Aquí, la frivolidad, gracias a Chicho Ibáñez Serrador y Jaime de Armiñán, tiene un pasado. Nuestra perestroika no se limitó al mareo de látigo macareno del zoom de Lazarov. Historias de la Frivolidad fue una magistral finta quevediana --Su Majestad escoja-- en la que se camufló eufemísticamente su nombre natural: Historia de la Censura. Pero desde esta óptica, lo frívolo no se asocia directamente a lo superfluo, a lo libertino, sino que se apega a lo desencorsetado y a lo liberal --antes de que Esperanza Aguirre tuneara este bello concepto, tan arraigado en suelo patrio a las eclosiones decimonónicas--. En este contexto, lo frívolo no se hace antónimo de lo serio, sino de lo rígido, lo cual desmigaja ese discurso moralizador.

Hay otra arista de la frivolidad que pincha como un huso: la que intenta contraponerse con la coherencia.

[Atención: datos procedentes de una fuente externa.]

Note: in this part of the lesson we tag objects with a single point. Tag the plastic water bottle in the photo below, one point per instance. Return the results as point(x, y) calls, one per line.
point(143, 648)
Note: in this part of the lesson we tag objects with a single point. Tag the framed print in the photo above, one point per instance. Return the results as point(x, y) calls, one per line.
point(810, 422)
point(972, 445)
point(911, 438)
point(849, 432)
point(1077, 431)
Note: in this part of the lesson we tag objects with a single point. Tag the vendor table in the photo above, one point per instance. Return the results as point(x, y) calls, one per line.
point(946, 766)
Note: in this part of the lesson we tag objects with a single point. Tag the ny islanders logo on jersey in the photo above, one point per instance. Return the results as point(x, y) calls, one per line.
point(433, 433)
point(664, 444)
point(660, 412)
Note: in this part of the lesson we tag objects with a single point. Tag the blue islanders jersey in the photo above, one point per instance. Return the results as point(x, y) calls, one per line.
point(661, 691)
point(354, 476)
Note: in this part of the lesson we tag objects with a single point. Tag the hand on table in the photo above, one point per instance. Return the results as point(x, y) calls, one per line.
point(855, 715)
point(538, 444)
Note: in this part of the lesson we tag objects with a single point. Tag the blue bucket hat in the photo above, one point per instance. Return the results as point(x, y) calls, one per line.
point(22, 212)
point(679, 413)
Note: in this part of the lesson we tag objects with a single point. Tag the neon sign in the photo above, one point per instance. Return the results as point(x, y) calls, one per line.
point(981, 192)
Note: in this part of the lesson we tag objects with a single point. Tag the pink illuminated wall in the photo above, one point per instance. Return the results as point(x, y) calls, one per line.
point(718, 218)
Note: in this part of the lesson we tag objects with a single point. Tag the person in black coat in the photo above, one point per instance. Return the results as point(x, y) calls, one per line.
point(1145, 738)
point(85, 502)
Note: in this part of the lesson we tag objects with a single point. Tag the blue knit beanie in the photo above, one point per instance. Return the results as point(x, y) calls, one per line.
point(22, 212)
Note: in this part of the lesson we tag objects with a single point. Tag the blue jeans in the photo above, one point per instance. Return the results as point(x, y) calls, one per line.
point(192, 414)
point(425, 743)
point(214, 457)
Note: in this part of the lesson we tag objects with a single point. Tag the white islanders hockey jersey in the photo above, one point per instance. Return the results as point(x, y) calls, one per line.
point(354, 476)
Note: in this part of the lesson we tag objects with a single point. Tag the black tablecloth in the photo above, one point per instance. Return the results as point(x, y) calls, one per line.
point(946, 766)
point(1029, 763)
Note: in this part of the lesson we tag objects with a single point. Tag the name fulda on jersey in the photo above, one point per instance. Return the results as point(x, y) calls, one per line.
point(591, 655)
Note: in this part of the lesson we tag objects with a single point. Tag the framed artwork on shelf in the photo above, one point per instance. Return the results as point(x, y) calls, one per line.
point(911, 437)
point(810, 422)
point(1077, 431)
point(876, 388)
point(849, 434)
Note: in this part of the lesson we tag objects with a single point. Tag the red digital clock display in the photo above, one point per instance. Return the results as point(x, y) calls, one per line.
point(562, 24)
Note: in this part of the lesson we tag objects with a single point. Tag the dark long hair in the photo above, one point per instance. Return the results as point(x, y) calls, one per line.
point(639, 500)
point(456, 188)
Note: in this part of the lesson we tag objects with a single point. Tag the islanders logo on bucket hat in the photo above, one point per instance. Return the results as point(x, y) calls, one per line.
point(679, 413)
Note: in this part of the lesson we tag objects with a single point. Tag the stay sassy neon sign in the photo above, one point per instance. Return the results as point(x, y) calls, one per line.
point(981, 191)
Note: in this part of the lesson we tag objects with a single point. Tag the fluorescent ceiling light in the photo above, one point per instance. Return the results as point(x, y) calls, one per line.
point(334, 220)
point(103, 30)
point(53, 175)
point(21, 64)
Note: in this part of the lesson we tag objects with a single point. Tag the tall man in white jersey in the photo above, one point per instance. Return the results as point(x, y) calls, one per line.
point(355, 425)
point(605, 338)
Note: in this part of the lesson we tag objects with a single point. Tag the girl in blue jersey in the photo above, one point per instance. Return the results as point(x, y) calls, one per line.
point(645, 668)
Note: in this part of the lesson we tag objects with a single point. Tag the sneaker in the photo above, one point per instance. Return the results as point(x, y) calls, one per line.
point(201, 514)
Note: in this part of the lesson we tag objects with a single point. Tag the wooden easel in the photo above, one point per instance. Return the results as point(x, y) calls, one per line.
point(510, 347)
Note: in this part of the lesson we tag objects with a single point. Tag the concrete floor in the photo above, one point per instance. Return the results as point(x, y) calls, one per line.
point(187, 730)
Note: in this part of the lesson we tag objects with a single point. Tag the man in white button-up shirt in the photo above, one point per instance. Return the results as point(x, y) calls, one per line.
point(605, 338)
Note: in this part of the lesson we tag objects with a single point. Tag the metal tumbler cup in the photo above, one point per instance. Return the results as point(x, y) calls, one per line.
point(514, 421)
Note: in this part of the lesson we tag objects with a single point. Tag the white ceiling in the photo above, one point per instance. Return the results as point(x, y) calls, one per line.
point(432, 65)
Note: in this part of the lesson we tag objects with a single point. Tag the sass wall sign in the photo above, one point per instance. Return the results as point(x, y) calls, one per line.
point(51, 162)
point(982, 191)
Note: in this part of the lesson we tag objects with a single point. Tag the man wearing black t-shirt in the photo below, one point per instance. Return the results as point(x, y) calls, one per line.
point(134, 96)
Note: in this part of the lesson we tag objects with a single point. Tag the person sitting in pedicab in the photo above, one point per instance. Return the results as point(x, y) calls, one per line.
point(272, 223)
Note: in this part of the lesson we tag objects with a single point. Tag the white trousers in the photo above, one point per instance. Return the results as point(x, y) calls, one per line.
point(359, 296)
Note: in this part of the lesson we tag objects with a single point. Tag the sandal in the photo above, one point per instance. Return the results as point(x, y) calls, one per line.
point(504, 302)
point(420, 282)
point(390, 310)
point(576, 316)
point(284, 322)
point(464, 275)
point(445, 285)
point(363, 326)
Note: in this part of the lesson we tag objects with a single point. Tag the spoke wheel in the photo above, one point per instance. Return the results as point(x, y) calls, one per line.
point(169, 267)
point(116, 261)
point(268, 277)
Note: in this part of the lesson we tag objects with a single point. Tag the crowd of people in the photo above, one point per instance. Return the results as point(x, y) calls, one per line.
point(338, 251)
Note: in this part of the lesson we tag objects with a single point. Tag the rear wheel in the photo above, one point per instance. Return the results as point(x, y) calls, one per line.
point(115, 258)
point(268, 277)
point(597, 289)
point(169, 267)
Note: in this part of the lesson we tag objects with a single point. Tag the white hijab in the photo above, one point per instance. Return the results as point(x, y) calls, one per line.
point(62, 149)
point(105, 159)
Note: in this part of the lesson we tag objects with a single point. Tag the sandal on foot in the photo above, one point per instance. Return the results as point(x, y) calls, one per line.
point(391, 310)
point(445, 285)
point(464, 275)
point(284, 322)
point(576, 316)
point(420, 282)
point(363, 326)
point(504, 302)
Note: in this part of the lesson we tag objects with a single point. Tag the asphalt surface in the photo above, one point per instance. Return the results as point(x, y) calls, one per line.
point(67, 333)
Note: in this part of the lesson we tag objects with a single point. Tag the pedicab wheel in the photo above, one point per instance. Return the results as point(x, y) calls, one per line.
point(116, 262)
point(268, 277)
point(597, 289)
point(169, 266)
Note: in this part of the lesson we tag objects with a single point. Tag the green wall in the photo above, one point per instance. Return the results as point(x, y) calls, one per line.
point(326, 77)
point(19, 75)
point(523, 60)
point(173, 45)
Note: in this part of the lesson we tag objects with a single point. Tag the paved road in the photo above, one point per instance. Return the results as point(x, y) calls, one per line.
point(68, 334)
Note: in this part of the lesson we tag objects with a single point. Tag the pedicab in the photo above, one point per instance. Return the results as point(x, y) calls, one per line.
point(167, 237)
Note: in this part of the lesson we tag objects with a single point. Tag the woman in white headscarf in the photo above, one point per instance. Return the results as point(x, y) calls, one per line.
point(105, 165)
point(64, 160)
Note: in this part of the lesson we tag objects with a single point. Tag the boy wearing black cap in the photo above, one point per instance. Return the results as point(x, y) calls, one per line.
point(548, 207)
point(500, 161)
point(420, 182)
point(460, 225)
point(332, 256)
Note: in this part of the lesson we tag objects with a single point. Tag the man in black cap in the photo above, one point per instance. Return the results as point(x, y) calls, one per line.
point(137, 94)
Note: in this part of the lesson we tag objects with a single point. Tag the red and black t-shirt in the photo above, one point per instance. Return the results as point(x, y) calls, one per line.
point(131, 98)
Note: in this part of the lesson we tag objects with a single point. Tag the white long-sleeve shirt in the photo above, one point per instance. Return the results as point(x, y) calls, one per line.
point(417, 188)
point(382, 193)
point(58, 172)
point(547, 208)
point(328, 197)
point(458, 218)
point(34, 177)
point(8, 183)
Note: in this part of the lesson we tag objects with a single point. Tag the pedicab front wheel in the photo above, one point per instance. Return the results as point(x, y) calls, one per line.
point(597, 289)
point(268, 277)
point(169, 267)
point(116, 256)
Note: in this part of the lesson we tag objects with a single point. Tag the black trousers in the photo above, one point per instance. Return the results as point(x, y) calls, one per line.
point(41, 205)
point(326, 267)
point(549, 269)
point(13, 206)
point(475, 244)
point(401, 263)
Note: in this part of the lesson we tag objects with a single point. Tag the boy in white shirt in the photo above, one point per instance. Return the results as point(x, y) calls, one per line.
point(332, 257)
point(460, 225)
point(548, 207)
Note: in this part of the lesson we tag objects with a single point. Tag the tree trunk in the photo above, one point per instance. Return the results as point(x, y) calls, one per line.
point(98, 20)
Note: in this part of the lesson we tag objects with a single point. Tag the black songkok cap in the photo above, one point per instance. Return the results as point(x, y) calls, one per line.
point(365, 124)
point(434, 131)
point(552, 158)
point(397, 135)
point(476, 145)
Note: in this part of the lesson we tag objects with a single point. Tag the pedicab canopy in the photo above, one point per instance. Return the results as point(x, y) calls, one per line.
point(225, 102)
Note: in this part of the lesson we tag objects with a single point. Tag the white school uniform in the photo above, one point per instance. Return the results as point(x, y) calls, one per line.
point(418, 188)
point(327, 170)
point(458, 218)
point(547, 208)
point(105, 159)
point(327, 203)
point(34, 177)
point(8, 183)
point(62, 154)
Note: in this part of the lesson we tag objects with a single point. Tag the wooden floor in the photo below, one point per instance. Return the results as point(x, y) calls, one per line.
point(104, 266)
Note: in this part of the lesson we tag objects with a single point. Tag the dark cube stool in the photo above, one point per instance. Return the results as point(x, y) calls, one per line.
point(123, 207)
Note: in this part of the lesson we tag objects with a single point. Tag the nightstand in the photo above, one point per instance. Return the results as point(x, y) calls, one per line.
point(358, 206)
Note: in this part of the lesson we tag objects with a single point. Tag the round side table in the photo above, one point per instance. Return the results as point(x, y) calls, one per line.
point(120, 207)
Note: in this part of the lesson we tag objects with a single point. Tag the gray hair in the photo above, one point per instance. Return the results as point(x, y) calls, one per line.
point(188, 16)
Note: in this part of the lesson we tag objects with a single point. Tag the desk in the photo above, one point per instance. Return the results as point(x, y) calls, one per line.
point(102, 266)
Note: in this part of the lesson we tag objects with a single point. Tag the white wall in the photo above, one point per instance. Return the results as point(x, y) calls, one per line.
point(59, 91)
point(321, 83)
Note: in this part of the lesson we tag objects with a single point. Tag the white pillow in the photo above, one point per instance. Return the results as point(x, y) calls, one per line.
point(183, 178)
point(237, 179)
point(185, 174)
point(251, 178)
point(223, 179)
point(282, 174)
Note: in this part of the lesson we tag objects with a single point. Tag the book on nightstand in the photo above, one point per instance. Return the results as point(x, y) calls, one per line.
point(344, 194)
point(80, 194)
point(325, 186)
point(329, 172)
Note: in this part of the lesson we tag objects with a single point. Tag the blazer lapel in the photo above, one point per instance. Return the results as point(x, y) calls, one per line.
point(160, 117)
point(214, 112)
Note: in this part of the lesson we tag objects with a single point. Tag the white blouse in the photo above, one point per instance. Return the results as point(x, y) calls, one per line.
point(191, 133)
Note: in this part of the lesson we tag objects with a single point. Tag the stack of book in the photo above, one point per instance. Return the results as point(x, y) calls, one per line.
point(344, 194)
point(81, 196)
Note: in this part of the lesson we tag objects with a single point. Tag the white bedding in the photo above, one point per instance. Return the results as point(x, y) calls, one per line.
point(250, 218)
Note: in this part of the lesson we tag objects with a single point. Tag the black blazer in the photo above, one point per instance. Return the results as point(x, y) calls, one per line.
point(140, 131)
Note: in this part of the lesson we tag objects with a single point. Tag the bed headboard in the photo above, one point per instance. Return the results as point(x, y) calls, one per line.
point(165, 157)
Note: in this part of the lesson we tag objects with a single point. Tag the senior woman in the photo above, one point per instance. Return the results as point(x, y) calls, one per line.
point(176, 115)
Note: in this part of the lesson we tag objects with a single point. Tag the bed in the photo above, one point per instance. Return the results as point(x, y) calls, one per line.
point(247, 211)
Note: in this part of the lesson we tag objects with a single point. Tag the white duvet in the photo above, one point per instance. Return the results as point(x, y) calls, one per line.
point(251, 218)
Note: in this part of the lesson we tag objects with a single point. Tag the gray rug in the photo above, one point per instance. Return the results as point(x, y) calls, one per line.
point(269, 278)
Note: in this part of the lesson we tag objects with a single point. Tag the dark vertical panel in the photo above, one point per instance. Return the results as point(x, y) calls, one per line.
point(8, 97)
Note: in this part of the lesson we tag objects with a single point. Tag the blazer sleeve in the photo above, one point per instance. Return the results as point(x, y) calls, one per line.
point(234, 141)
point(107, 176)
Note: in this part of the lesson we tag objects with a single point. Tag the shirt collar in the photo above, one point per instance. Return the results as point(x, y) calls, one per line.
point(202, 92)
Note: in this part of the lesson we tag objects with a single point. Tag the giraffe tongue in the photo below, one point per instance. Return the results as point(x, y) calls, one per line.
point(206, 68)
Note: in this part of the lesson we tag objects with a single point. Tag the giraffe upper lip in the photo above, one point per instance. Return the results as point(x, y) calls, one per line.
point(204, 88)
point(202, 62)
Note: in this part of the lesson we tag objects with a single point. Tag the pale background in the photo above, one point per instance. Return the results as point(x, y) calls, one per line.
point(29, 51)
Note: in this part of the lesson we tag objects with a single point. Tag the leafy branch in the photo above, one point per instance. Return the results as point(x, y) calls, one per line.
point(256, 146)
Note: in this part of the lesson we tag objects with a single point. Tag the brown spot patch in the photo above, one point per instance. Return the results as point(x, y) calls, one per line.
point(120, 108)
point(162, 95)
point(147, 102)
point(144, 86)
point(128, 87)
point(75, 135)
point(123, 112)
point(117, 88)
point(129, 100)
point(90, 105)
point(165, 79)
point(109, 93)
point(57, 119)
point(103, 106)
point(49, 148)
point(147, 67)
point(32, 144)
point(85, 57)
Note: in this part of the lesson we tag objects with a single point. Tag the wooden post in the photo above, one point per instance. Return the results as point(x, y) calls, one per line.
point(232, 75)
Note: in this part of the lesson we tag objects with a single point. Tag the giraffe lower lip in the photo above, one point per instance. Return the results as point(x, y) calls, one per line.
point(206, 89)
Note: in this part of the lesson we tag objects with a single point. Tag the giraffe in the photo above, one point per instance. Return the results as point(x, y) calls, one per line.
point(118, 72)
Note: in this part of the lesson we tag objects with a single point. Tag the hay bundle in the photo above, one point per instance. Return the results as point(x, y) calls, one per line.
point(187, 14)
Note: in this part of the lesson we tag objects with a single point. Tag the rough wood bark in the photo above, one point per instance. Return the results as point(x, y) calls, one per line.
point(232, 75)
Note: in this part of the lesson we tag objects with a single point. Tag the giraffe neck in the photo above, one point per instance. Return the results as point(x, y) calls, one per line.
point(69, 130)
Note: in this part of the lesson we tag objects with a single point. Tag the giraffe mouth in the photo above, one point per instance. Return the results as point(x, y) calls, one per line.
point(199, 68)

Lo frívolo también es insustancial, huero de argumentos. Desde la película de Terrence Malik, han aflorado otras muchas delgadas líneas rojas, como la que separa el rigor de la prepotencia. La razón no se presta al juego de las mayorías: Galileo no se equivocaba, ya hubiese votado en su contra todo el colegio cardenalicio. Pero el ejercicio democrático conlleva festonear esas convicciones con la aprobación de la opinión pública, o al menos batallar por su comprensión, por muy agria que resulte esa persuasión. Fallar en la pedagogía de lo necesario dibuja una falla irresoluble: a un lado, la obcecación de la clarividencia que, con la pátina del poder, santifica a la élite; al otro, los equivocados, sinónimos de frívolos o descarriados.

Si la frivolidad es superflua, este Gobierno tenía que haber sido más valiente para despojarse de tantas banalidades colaterales y haber entonado con contundencia la constricción por tan relevantes cargos; esos que se dejaron cegar, no por un dogma arriano, ni por un teorema económico, sino por esas cositas frívolas y mundanas que para muchos mortales no les da ni para imaginar.